Vanderbilt University professor Carol Swain offered a blistering rebuke of the Black Lives Matter movement this weekend, calling it a “very destructive force” in America that “needs to go.”
CNN anchor Michael Smerconish asked, “Is this the end of the Black Lives Matter movement?” “I certainly hope so,” Carol Swain, who is black, responded.
“Because I believe that it’s been a very destructive force in America, and I urge all of your viewers to go to that website and look at what they’re really about,” the law professor said.
“It’s a Marxist organization all about black liberation. It’s not really addressing the real problems affecting African-Americans and so it’s problematic, it’s misleading black people, it needs to go.”
Swain’s comments came just days after Houston New Black Panther Party member Micah X. Johnson ambushed and opened fire on Texas law enforcement officers, murdering five and wounding seven others at a Black Lives Matter protest, which was in response to recent police-involved deaths of black men.
Responding to Swain’s searing criticism of Black Lives Matter, Vanderbilt Provost Susan Wente said Swain’s comments “in no way represent those of the university.”
“Vanderbilt University is committed to diversity, inclusion and freedom from discrimination,” Wente wrote in a statement posted online late Sunday. “Ensuring that our campus is a safe, welcoming and supportive environment for every member of the Vanderbilt community has been, and will always be, our top priority.
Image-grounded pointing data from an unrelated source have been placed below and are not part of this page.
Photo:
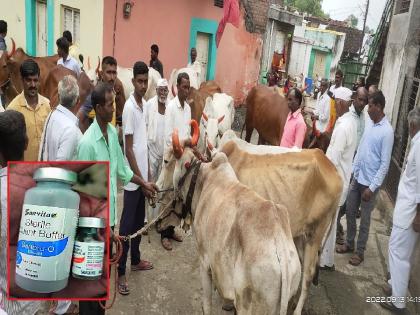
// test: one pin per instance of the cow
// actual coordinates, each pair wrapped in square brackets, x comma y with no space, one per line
[304,181]
[217,117]
[266,111]
[257,268]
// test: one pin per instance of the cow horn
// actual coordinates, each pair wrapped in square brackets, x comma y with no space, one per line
[97,68]
[13,49]
[178,150]
[196,132]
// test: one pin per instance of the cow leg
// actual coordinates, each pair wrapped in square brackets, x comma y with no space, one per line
[206,283]
[309,262]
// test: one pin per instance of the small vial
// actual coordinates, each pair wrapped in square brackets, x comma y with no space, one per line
[88,254]
[47,231]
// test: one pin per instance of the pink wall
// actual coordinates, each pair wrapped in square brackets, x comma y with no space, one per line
[168,25]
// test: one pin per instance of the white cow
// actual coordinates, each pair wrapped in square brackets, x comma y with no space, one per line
[217,118]
[174,75]
[244,242]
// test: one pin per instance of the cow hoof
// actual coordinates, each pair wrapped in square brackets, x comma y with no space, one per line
[228,306]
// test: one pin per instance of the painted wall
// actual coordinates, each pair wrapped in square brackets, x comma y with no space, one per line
[161,22]
[91,26]
[16,22]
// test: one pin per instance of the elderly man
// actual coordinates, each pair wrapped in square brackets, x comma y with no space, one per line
[66,60]
[295,128]
[358,111]
[34,107]
[322,107]
[340,152]
[406,221]
[195,65]
[369,170]
[61,133]
[177,115]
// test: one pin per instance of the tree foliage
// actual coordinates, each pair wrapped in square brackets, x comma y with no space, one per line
[313,7]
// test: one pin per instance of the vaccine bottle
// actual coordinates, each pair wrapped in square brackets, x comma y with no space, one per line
[47,231]
[88,254]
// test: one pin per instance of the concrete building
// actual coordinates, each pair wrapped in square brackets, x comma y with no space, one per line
[316,51]
[35,25]
[175,28]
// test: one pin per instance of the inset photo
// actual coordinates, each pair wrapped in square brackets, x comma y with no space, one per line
[58,223]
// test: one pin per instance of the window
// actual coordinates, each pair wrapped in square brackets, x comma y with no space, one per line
[71,22]
[218,3]
[402,6]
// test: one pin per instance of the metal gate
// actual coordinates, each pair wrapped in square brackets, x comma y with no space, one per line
[409,96]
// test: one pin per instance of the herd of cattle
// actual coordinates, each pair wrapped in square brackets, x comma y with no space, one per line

Vanderbilt joins the nation in mourning Alton Sterling, Philando Castile and the five officers killed in Dallas Thursday.”
Swain’s comments on CNN sparked outraged.
Sherrilyn Ifill, president of the NAACP Legal Defense and Educational Fund, accused the professor of “justifying” the killing of Alton Sterling and Philando Castile, the two men killed in separate police-involved shootings last week.
“I cannot (can) believe that Prof Carol Swain is on @CNN justifying the killing of both Sterling & Castile & for an “end” to BlackLivesMatter,” Ifill wrote on Twitter.
Swain, who’s taught at Vanderbilt since 1999, took to Facebook and defended her statements.
“I spent a lot of time praying for wisdom and discernment before today’s @CNN interview. I understand the Black community is in a grave situation and they are being exploited and manipulated by the liberal left. Truth and a return to God will help liberate blacks,” she wrote.
“Right now too many people are putting their trust in government rather than the life giving Word of God.”